Some people think of pi as 3.14.
Some people think of pi as π.
Some people think of pi as
The dictionary says pi is:
1: the 16th letter of the Greek alphabet
2a : the symbol π denoting the ratio of the circumference of a circle to its diameter
b : the ratio itself : a transcendental number having a value rounded to eight decimal places of 3.14159265
Wikipedia goes into a little more detail:
π (sometimes written pi) is a mathematical constant whose value is the ratio of any Euclidean plane circle’s circumference to its diameter; this is the same value as the ratio of a circle’s area to the square of its radius. It is approximately equal to 3.14159265 in the usual decimal notation. Many formulae from mathematics, science, and engineering involve π, which makes it one of the most important mathematical constants
The Wikipededia continues:
π is an irrational number, which means that its value cannot be expressed exactly as a fraction m/n, where m and n are integers. Consequently, its decimal representation never ends or repeats. It is also a transcendental number, which implies, among other things, that no finite sequence of algebraic operations on integers (powers, roots, sums, etc.) can be equal to its value
That is a lot to digest, especially irrational and transcendental which seem more suited for talk of personalities rather than numbers. So lets look at some other things about pi.

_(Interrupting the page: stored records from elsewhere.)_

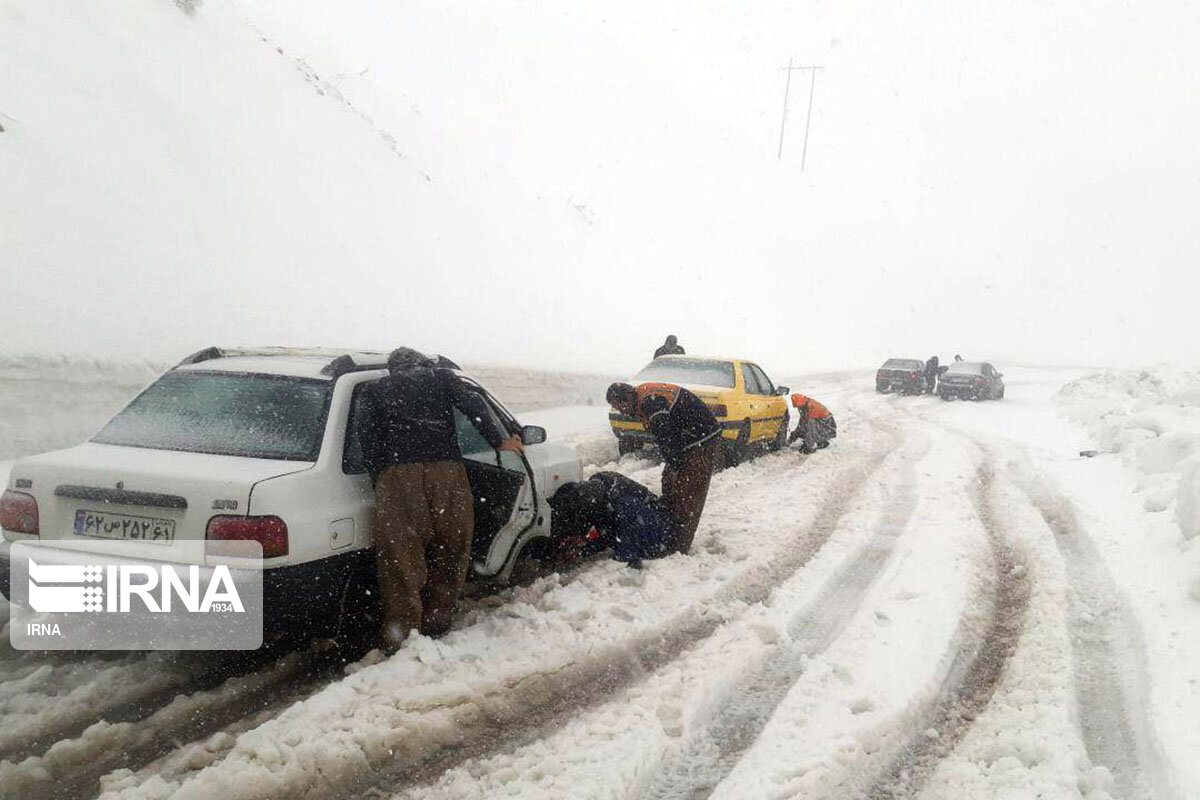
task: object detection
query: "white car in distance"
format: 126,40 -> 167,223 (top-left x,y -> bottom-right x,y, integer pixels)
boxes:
0,347 -> 582,643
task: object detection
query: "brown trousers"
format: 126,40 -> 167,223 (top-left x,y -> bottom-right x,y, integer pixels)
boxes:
661,438 -> 718,554
372,462 -> 474,647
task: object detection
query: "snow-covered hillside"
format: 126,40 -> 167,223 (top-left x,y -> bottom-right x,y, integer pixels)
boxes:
0,0 -> 597,365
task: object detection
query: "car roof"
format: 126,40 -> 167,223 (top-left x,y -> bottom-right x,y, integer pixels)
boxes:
947,360 -> 989,370
651,354 -> 753,365
174,347 -> 392,380
176,356 -> 347,380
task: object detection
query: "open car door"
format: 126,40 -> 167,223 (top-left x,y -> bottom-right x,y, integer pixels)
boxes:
454,382 -> 539,576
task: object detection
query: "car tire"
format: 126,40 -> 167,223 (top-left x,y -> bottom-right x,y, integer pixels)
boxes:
940,391 -> 951,402
508,539 -> 554,586
723,421 -> 752,468
997,386 -> 1005,400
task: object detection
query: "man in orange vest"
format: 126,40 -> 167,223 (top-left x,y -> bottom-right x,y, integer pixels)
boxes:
606,381 -> 721,554
789,393 -> 837,454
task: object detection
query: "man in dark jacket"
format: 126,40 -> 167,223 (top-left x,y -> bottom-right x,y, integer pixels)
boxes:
606,381 -> 720,554
357,347 -> 522,651
653,335 -> 685,358
924,355 -> 940,394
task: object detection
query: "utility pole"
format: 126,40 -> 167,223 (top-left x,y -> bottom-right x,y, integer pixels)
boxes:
777,62 -> 823,169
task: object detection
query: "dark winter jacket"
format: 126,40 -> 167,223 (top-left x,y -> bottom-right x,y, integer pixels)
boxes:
550,472 -> 670,563
925,356 -> 940,383
357,366 -> 506,479
637,383 -> 721,468
653,337 -> 686,358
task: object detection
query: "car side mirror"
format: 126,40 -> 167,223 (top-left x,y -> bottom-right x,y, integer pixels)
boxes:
777,385 -> 790,395
521,425 -> 547,446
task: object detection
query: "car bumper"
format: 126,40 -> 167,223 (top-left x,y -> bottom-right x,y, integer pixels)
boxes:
610,415 -> 746,443
939,383 -> 980,396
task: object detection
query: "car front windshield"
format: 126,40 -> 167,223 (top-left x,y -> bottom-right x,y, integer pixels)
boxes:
946,362 -> 985,375
92,371 -> 332,460
883,359 -> 923,370
634,358 -> 736,388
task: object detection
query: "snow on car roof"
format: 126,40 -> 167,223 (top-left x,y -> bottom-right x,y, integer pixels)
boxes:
653,354 -> 751,364
176,352 -> 387,380
946,361 -> 987,373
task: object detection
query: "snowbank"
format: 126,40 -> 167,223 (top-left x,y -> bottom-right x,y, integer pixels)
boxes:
1057,365 -> 1200,543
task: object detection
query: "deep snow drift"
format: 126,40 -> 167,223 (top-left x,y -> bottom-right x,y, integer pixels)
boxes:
1057,366 -> 1200,544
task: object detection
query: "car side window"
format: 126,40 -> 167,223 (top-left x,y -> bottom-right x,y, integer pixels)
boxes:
342,383 -> 369,474
454,408 -> 494,454
750,364 -> 775,395
741,365 -> 764,395
455,386 -> 513,454
343,380 -> 506,471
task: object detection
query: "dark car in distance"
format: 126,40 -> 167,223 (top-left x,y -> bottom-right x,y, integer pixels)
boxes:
875,358 -> 928,395
938,361 -> 1005,401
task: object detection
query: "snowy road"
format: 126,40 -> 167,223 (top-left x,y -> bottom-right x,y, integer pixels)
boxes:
2,366 -> 1198,799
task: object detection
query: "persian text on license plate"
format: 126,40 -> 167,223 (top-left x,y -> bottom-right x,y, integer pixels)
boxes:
74,509 -> 176,543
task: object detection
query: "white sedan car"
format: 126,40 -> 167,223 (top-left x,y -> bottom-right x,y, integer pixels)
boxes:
0,347 -> 582,641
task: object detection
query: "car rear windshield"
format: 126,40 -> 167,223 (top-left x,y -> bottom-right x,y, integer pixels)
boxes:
882,359 -> 923,370
945,362 -> 985,374
92,371 -> 332,461
634,358 -> 736,388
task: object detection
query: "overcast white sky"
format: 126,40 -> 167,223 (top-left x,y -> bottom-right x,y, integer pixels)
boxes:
3,0 -> 1198,376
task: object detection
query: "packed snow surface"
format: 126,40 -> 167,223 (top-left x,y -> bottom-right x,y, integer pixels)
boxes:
2,361 -> 1199,800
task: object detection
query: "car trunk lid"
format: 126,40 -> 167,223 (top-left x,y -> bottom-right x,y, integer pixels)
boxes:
10,443 -> 310,564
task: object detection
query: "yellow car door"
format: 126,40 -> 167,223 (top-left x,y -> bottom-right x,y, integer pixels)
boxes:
746,362 -> 789,443
738,362 -> 768,440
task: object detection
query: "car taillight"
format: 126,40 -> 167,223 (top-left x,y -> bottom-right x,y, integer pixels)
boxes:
910,372 -> 919,379
0,490 -> 39,535
206,515 -> 288,558
707,404 -> 728,418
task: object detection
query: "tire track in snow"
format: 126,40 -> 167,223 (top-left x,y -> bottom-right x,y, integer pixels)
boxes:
1009,465 -> 1172,800
0,649 -> 353,800
905,403 -> 1173,799
0,656 -> 205,764
330,422 -> 901,800
640,431 -> 928,800
865,461 -> 1031,800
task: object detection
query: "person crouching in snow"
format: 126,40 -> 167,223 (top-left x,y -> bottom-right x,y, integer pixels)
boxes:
789,393 -> 837,454
549,472 -> 671,569
606,381 -> 720,555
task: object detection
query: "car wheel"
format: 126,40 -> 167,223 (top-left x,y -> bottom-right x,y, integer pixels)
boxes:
997,386 -> 1005,400
723,421 -> 752,468
509,539 -> 554,586
940,391 -> 951,402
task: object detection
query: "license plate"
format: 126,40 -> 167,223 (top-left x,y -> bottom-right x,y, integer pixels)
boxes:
74,509 -> 176,543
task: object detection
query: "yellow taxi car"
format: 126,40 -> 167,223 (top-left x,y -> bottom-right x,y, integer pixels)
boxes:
609,355 -> 791,464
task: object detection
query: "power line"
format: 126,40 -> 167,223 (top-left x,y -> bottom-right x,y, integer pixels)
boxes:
777,62 -> 823,168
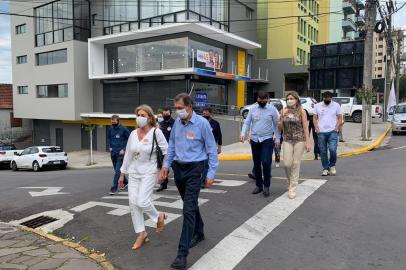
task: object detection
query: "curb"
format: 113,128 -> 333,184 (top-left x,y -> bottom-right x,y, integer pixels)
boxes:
219,124 -> 391,161
20,226 -> 116,270
337,124 -> 391,158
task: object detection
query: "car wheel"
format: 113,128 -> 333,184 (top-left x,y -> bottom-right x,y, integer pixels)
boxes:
352,111 -> 362,123
242,110 -> 249,119
392,130 -> 398,136
32,161 -> 40,172
59,164 -> 67,170
11,161 -> 18,171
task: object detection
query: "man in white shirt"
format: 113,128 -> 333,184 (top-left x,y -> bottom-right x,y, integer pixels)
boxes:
313,91 -> 343,176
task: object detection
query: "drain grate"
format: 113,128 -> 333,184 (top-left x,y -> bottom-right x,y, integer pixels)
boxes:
20,216 -> 58,228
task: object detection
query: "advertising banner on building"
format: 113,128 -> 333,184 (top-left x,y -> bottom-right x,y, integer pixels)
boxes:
196,49 -> 223,70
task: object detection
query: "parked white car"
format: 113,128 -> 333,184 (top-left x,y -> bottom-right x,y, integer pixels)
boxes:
333,97 -> 382,123
11,146 -> 68,172
0,144 -> 23,169
240,99 -> 283,119
390,103 -> 406,135
281,97 -> 317,117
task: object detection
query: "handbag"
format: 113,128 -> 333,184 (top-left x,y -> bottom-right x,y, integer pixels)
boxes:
150,128 -> 164,169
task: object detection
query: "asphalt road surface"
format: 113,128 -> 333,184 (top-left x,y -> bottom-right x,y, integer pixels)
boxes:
1,135 -> 406,270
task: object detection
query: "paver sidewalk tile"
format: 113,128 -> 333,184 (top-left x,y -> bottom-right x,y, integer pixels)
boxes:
0,254 -> 20,263
0,240 -> 20,248
22,248 -> 50,257
56,259 -> 101,270
23,257 -> 46,267
46,245 -> 72,253
53,251 -> 84,259
0,262 -> 28,269
0,247 -> 37,257
11,240 -> 36,248
28,258 -> 67,270
10,255 -> 33,264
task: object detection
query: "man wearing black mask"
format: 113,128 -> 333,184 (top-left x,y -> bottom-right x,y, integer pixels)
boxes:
157,107 -> 175,192
108,115 -> 130,195
201,107 -> 222,188
313,91 -> 343,176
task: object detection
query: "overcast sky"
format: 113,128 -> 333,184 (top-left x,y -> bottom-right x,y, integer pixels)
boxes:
0,1 -> 405,83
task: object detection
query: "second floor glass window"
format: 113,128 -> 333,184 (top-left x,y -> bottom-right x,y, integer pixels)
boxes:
37,84 -> 68,98
15,24 -> 26,34
36,49 -> 67,65
17,55 -> 27,64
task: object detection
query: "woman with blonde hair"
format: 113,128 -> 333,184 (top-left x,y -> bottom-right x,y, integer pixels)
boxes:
119,104 -> 168,250
279,91 -> 311,199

You cannot celebrate pi day in Europe because 14.3 is not the same as 3.14. Actually, you could celebrate it but it would require some explaining.
The Guinness World Book record for memorized digits is 67,890 held by Lu Chao of China. It took 24 hours and 4 minutes to recite.

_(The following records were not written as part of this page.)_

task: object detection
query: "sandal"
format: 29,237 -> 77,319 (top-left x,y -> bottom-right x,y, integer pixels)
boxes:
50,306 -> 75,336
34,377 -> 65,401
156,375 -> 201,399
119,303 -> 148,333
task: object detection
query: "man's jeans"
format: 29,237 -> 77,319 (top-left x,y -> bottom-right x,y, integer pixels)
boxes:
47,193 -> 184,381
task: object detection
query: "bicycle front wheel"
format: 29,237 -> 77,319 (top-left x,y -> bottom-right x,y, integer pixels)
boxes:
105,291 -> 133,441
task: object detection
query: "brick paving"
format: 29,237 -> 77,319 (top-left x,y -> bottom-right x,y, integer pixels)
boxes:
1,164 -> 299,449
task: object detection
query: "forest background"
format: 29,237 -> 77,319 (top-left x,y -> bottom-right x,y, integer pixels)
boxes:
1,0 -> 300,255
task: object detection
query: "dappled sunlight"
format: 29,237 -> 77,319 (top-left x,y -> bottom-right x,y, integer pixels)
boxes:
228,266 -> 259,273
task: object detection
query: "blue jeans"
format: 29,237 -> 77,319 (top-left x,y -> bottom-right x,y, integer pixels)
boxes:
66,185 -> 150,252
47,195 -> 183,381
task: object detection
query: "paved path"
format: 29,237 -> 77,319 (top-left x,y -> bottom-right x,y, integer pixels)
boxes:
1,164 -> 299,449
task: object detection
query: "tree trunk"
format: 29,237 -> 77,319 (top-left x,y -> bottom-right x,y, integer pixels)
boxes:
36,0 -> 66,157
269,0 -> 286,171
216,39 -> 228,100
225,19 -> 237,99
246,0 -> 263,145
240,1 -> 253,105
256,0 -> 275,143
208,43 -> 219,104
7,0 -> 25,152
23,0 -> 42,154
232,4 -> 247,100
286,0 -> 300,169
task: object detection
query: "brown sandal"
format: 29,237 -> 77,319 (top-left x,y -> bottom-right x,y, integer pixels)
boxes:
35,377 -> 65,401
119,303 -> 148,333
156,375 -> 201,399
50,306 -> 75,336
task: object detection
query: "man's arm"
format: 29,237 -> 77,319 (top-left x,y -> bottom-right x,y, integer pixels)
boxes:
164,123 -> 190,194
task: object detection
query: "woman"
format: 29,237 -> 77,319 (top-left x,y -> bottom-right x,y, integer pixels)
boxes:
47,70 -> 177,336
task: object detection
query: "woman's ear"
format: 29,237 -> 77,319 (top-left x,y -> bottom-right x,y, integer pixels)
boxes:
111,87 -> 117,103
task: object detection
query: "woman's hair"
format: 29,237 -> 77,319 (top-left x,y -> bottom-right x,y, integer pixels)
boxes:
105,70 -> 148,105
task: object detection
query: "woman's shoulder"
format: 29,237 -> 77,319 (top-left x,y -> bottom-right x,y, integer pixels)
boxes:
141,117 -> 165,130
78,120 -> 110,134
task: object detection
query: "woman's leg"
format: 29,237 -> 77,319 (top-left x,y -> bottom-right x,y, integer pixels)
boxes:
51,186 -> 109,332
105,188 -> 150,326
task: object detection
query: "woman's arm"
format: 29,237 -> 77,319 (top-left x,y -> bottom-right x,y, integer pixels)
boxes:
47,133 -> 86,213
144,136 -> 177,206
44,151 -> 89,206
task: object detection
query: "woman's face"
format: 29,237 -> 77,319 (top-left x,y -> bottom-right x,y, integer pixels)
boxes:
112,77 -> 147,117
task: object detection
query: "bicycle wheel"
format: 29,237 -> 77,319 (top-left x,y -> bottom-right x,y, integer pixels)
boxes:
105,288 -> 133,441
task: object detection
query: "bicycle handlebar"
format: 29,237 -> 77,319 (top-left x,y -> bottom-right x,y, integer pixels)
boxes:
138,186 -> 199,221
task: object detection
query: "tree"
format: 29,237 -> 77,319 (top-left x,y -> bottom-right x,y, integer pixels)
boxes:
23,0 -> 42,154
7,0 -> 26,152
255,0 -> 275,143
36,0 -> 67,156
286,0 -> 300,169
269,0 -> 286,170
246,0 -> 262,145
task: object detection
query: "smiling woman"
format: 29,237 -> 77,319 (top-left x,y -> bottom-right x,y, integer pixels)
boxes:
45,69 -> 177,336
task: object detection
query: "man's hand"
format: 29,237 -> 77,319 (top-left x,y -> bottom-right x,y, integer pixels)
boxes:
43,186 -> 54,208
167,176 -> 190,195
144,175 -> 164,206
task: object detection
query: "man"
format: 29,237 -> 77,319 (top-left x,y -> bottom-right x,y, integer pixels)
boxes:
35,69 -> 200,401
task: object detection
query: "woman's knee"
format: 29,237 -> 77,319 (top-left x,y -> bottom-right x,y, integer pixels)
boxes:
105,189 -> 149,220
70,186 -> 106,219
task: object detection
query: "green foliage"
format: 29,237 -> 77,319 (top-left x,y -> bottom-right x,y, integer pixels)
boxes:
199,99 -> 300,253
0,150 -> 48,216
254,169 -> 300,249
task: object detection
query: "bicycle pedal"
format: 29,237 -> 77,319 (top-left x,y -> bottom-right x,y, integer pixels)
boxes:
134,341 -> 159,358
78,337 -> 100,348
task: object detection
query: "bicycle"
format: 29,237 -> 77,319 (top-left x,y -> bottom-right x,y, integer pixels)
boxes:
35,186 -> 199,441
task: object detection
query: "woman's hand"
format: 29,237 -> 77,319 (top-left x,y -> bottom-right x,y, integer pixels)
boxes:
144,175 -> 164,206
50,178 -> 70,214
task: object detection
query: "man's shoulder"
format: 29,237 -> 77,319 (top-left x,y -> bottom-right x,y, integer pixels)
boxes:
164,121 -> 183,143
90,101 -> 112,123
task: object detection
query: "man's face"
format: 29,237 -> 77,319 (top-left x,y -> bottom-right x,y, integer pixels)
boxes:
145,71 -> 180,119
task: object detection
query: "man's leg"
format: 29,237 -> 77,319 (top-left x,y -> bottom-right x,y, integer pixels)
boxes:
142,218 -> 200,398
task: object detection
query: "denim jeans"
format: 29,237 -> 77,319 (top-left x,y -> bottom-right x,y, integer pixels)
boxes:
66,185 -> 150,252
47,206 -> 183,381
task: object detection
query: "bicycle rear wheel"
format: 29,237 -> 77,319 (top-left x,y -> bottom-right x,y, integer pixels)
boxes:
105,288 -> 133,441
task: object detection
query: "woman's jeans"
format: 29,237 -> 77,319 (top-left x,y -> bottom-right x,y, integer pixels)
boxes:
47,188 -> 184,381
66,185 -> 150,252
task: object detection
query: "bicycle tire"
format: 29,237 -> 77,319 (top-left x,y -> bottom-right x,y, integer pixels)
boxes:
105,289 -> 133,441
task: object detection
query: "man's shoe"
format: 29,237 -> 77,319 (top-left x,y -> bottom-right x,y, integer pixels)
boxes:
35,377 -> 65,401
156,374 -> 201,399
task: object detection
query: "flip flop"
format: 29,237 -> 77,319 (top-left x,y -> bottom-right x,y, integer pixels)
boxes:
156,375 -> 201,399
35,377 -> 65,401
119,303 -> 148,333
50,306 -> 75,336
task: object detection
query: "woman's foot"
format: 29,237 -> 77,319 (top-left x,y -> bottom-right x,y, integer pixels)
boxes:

If 3.14 feels somewhat, well, incomplete, it is because it is. Even this needs elipses.
3.141592653589793238462643383279502884197169399375105820974944592307…
Because pi cannot be calculated to a conclusion. You could have a million decimal places, a trillion decimal places, and you would still not be done.
Nobel prize winning poet Wisława Szymborska wrote a poem about that:
The admirable number pi:
three point one four one.
All the following digits are also just a start,
five nine two because it never ends.
[…]
The caravan of digits that is pi
does not stop at the edge of the page,
but runs off the table and into the air,
over the wall, a leaf, a bird’s nest, the clouds, straight into the sky,
through all the bloatedness and bottomlessness.
It’s neverendingness (∞) has been used to thwart criminals:
In the Star Trek: The Original Series episode “Wolf in the Fold”, after a murderous alien entity (which had once been Jack the Ripper) takes over the Enterprise’s main computer with the intention of using it to slowly kill the crew, Kirk and Spock draw the entity out of the computer by forcing it to compute pi to the nonexistent last digit, causing the creature to abandon the computer, allowing it to be beamed into space.
.
So today, 3.14, celebrate your inner geek.
Go to the Pi Day web site to check out pi stuff.
Invent a pi-ku (1st line: 3 syllables, 2nd line: 1 syllable, 3rd line: 4 syllables).
Bake a pie.
.
Enjoy some music.
.
Celebrate a famous physicist’s birthday.
Or the birthday of our famous physicist:
Happy birthday, rb137. GEEK!!
.
And count the days until Pi Day 2015 when, at 9:26:53am (wherever you are), it will be 3.141592653. Better, but still not perfect.